The Star Editorial: Racism in the workplace cannot be tolerated

Toronto should be shocked by a series of hate crimes on three construction job sites in the city. Nooses were hung targeting Black workers as a sick reminder of the lynching of thousands of Black men in the United States. General contractors immediately called for a criminal investigation, while construction unions and communities rallied to challenge hate and affirm that Black Lives Matter.

Police are investigating these incidents, but it is not clear how effective they will be. On July 7, union and community groups held a demonstration in front of 55 Division police station to condemn the police failure to press charges after a brutal racialized assault on two local east end residents, both members of the Steelworkers Union. Only after that public expression of outrage were charges finally laid.

This dramatic evidence of escalating physical hate crime in our society must be immediately addressed. We are all called upon to condemn these actions and the deeply ingrained systemic racism that gives rise to them. Toronto has experienced this before — with neo-Nazi groups in the 1930s; the Western Guard formed in the 1960s, physical attacks on South Asian immigrants in the 1970s, the attempt of the Ku Klux Klan to set up a Toronto operation in the early 1980s, and most recently, extremist groups targeting the Muslim community, etc.

But it’s not just about high profile incidents. The lived experience of Black workers and families need to be listened to and reflected upon.

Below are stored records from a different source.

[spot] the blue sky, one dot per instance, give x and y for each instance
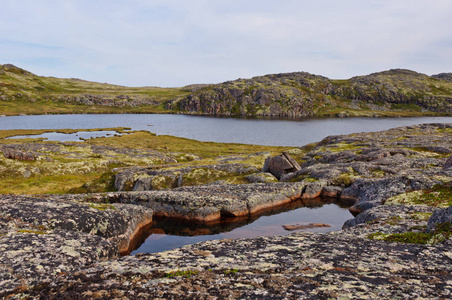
(180, 42)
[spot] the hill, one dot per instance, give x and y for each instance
(395, 92)
(22, 92)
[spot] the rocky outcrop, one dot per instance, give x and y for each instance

Here in Toronto, there is a growing frustration of communities who feel that little has actually changed despite many promises of “transformation” or “reform.”

There is no simple answer to this deeply disturbing reality. Every person who holds power or authority in society — in government, in business, in workplaces, in the education system and in unions — is called upon to use their position to implement lasting change to ensure that human rights and anti-racist practices are embedded in the culture of every workplace and every community. Having a workforce that is representative of our communities, and welcoming to everyone, requires dismantling historic barriers as well as supporting equitable hiring programs.

Unions hold a special place in society. Our legitimacy as a voice of change comes from the hundreds of thousands of women and men, from all cultural backgrounds, in every sector of our economy, represented among our membership.

As a Labour Council, we have been a consistent organizing force fighting for equity and inclusion in Toronto for nearly 150 years. From undertaking campaigns for legislation and action against discrimination, we helped secure some of the first anti-discrimination legislation in North America, lobbied to end Canada’s deeply racist immigration policies, campaigned for Employment Equity, pushed for equitable public services, refugee rights, police accountability and helped establish the much-loved weekend.

We helped found the Urban Alliance on Race Relations and the United Way, and continue to support local community groups and activists pushing for human rights policies at work and in broader society.